Nous nous mîmes à rire : la coïncidence était amusante. Lorsque Goloubeff arriva, nous le mîmes au courant de l’état pitoyable où se trouvaient notre hôpital et notre pharmacie, et de la mauvaise nourriture que recevaient nos malades, etc. Il était aisé de voir que notre franchise n’était nullement de son goût. Il nous écouta sans mot dire.

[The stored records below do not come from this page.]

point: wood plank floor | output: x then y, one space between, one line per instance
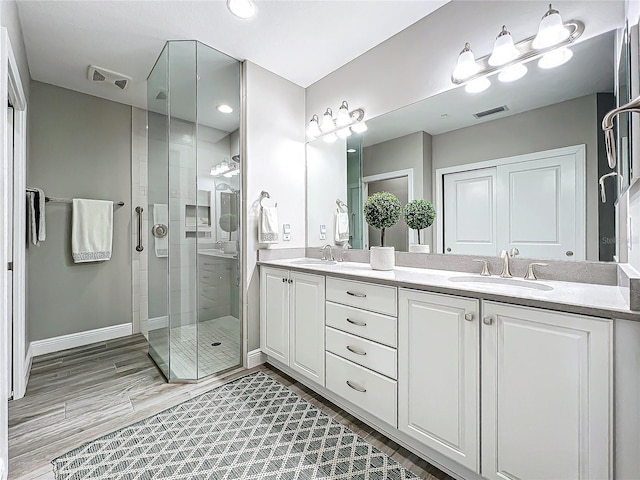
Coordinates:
83 393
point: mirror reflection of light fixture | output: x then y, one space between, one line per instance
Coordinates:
507 59
551 30
504 51
242 8
345 123
466 66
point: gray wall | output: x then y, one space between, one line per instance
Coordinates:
572 122
79 146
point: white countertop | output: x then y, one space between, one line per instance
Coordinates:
582 298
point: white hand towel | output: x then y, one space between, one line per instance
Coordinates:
342 227
92 230
268 225
161 217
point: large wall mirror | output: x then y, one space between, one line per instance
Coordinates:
515 166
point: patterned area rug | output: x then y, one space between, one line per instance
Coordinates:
251 428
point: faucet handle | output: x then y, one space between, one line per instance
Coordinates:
485 268
531 274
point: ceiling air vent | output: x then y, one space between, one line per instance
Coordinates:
103 75
491 111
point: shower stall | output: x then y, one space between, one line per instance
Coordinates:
194 172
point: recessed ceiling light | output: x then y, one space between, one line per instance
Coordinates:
242 8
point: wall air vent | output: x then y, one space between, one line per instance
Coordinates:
103 75
491 111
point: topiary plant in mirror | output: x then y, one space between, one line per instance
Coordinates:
418 215
382 210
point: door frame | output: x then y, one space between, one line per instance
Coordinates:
407 172
579 152
11 87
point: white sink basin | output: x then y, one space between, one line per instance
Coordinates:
313 261
510 282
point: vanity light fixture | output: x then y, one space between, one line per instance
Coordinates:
504 51
551 30
507 59
242 8
330 129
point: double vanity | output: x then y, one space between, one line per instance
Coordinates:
483 376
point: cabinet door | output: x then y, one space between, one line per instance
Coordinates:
307 325
274 313
438 375
546 389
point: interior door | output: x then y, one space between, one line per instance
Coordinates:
539 208
470 212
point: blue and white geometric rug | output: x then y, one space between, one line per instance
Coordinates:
251 428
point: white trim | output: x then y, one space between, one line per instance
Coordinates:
407 172
256 357
64 342
579 151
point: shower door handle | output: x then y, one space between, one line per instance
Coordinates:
139 211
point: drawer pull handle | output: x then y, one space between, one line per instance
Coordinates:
356 387
356 294
353 350
353 322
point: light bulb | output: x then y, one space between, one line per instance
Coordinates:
343 119
313 129
551 31
359 127
504 50
478 85
555 58
512 73
326 125
242 8
466 66
344 132
330 138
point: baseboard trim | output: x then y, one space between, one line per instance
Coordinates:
255 358
64 342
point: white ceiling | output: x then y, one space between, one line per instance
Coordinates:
301 40
591 70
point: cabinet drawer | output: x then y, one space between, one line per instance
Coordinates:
379 328
377 298
378 395
369 354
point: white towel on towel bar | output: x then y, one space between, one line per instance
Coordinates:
92 230
268 225
161 217
342 227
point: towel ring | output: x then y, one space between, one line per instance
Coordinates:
264 194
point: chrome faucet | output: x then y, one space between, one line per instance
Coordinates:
342 251
504 254
324 252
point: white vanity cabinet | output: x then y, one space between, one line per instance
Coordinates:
439 373
546 394
292 320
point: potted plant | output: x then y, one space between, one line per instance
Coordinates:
382 210
229 223
419 214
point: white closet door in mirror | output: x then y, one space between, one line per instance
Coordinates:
541 206
470 212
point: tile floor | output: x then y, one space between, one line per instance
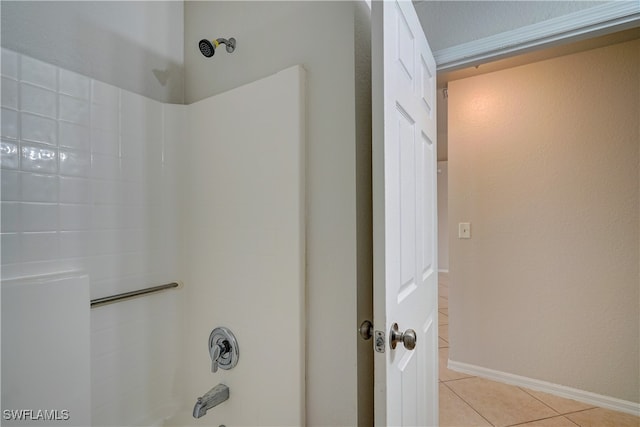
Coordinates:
467 401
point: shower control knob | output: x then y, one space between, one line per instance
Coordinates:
408 337
223 349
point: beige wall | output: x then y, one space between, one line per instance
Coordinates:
319 35
543 161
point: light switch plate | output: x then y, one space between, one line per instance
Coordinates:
464 230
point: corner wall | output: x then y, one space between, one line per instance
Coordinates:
320 36
543 161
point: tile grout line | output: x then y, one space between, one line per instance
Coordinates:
560 413
542 419
474 409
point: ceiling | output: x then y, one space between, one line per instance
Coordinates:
442 21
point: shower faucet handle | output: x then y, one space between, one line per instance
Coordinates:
217 351
215 355
223 349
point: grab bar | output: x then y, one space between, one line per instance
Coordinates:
126 295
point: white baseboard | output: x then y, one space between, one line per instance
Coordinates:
555 389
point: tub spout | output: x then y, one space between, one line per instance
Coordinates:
212 398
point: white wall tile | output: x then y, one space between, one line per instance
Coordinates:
106 191
74 84
74 110
74 136
9 64
39 246
39 129
104 117
11 248
9 155
105 94
38 73
105 167
93 194
37 100
102 267
39 188
11 271
74 217
105 242
11 217
74 244
9 93
106 217
105 142
74 190
133 114
9 127
75 163
133 169
39 217
39 158
132 146
10 181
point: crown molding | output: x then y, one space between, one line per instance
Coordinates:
597 20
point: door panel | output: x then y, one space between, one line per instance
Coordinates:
404 156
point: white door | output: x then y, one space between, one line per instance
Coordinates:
404 217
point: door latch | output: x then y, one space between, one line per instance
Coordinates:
366 331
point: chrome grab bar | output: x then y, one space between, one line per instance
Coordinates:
126 295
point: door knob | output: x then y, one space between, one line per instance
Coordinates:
408 337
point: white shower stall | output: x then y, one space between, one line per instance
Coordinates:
106 191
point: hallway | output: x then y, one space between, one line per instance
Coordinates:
466 400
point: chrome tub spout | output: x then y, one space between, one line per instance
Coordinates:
212 398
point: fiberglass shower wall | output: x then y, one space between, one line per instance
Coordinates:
89 186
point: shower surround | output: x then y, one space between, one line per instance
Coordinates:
105 191
89 185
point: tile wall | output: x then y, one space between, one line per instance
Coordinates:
89 184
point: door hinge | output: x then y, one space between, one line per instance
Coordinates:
379 341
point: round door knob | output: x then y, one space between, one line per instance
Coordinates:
408 337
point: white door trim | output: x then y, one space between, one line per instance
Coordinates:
597 20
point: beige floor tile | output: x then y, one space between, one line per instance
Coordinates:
445 373
560 404
501 404
443 319
599 417
443 279
454 412
549 422
443 291
443 332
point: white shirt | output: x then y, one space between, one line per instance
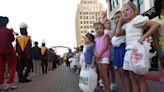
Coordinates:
134 30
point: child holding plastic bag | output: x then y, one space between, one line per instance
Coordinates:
102 54
88 75
133 27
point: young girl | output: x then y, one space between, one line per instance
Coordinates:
118 43
110 34
89 53
102 54
133 28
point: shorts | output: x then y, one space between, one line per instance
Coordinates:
104 60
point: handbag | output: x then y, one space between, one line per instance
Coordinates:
88 79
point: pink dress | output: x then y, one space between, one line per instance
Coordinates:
99 46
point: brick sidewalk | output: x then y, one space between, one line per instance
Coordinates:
60 80
63 79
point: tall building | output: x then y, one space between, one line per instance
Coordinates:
88 12
115 5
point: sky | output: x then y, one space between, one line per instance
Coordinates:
49 20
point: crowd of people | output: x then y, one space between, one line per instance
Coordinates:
110 50
107 50
22 58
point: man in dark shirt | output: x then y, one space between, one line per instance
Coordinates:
23 48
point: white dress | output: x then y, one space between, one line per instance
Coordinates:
134 31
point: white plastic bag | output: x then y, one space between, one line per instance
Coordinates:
73 64
88 79
140 58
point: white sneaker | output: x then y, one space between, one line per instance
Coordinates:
113 86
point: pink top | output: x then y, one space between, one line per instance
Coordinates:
100 45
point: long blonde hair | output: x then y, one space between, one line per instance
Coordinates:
133 6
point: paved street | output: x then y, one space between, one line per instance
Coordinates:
64 80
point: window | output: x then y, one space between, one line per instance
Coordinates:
81 31
81 27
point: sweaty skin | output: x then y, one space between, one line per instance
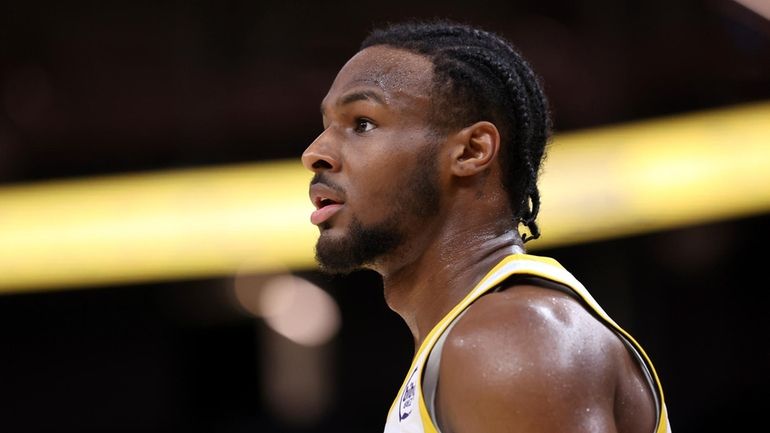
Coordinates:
526 359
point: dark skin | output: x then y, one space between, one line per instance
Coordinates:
526 359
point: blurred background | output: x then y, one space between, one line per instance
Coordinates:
123 122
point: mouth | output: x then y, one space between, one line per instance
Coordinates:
326 202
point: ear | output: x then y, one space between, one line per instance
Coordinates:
475 148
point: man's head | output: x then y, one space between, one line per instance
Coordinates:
391 119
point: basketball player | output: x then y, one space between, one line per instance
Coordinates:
425 171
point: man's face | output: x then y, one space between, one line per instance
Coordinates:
376 177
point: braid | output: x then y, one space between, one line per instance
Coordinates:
480 76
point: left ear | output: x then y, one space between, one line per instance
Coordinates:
475 148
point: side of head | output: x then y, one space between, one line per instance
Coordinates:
478 76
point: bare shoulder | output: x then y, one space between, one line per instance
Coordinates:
536 359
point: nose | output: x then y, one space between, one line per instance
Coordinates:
320 155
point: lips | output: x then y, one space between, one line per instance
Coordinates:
327 202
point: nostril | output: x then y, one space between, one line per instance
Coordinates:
321 164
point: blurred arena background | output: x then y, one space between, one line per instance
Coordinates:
156 268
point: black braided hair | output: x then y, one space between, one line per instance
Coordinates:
480 76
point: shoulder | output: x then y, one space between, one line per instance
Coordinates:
530 356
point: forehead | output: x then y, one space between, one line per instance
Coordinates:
396 73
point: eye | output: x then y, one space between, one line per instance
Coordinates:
364 125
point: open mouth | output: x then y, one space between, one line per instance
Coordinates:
323 202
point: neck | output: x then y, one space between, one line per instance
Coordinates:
424 287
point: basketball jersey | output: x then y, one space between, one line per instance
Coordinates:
413 412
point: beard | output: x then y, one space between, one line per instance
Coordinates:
418 196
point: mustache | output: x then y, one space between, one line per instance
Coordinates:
323 179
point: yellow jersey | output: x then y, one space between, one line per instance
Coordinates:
412 411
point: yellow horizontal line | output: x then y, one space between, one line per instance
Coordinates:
596 184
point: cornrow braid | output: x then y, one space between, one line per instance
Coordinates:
480 76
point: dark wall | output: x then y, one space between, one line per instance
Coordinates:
105 87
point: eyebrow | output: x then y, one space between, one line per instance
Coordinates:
361 95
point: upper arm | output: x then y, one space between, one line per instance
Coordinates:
528 360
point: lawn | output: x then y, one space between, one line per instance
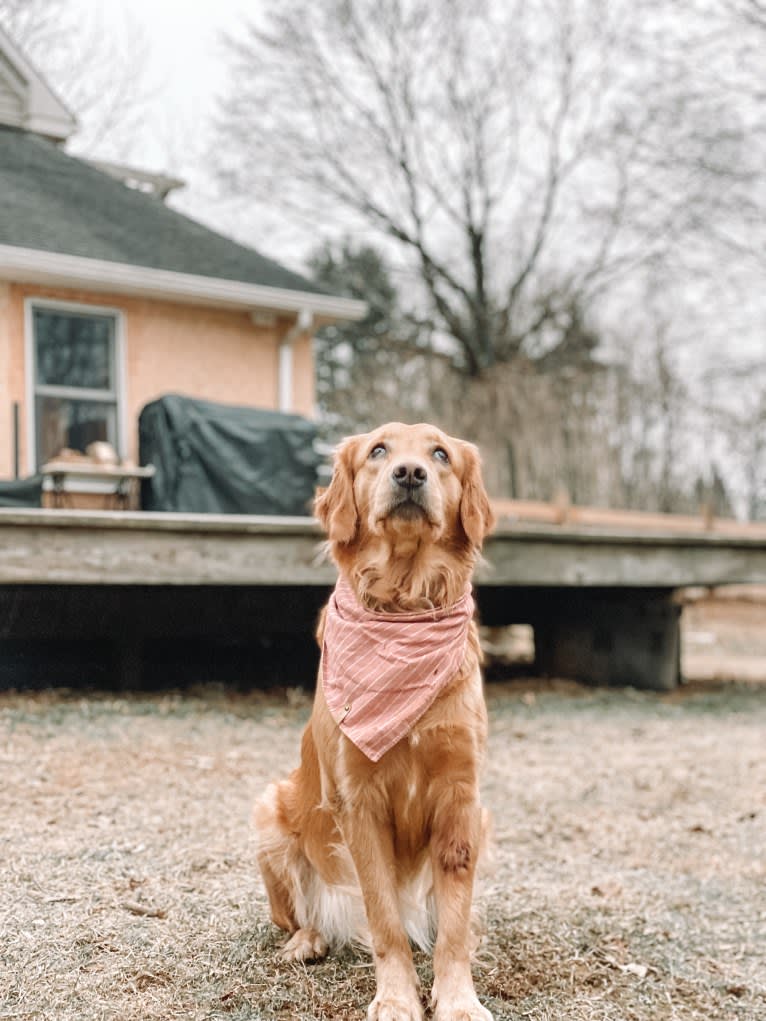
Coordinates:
629 875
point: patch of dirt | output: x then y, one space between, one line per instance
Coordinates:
629 879
724 635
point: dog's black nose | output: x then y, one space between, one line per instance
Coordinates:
410 476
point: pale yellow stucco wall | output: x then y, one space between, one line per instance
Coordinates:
216 354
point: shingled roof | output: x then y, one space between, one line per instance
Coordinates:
54 202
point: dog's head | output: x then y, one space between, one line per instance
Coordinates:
405 482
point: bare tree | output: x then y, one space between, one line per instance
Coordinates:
519 157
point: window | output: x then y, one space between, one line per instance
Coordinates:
75 378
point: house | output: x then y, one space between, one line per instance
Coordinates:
109 297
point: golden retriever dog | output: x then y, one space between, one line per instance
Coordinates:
374 838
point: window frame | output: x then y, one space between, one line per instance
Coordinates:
117 397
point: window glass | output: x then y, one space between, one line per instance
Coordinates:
75 380
65 423
74 349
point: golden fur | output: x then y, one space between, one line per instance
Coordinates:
384 854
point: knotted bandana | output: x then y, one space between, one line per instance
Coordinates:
380 672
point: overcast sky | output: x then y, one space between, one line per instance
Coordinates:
185 76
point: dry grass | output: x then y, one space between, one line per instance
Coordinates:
629 881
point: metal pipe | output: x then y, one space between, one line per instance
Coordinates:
15 438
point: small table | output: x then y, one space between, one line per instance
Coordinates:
123 476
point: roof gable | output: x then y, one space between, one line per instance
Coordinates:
27 100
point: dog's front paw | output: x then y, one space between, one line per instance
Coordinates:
461 1008
398 1007
305 944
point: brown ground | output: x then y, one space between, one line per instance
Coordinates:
629 879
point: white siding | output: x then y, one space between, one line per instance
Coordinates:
11 108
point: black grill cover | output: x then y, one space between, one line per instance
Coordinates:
219 458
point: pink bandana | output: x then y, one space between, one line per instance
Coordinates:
382 671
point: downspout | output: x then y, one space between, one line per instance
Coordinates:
302 324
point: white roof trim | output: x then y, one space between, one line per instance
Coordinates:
43 112
35 266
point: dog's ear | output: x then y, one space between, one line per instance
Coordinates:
476 512
335 506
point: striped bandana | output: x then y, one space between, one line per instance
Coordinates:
380 672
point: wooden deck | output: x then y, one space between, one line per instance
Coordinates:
78 547
601 594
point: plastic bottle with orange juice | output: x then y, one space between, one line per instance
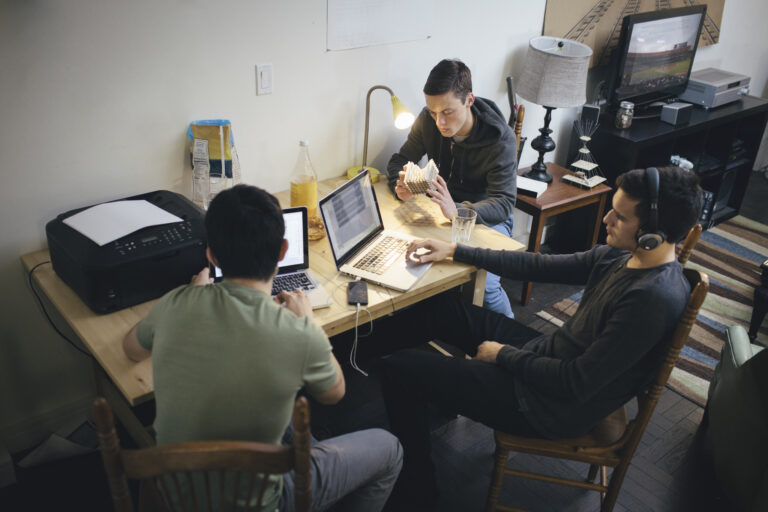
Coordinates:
304 190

Vers la fin de novembre, notre camp fut transformé en camp de concentration pour les étrangers. J’y comptai dix-huit nationalités différentes, — il y avait même deux nègres, — mais fort peu de Russes. Parmi ces derniers, Mme Soukhomlinoff, femme de l’ancien ministre de la Guerre, venait d’être amenée de Pétrograd. Je l’avais toujours évitée dans le passé, avant la Révolution. Lorsqu’elle fut amenée parmi nous, elle m’aborda comme une vieille connaissance : je n’eus pas le courage de la repousser. Nous étions voisines de nuit sur les « nary : » elle me conta par le menu les horreurs de ses nombreuses incarcérations. Elle était pleine d’illusions, et conservait l’espoir d’être bientôt libérée. Mais elle ne demeura pas longtemps. parmi nous... Quand on vint la chercher pour la conduire à la « Tché-Ka, » — sans prendre de bagages avec elle, — elle ne doutait pas qu’il s’agit d’un interrogatoire après lequel elle serait remise en liberté : elle partit toute joyeuse... Nous apprîmes le lendemain qu’elle avait été fusillée.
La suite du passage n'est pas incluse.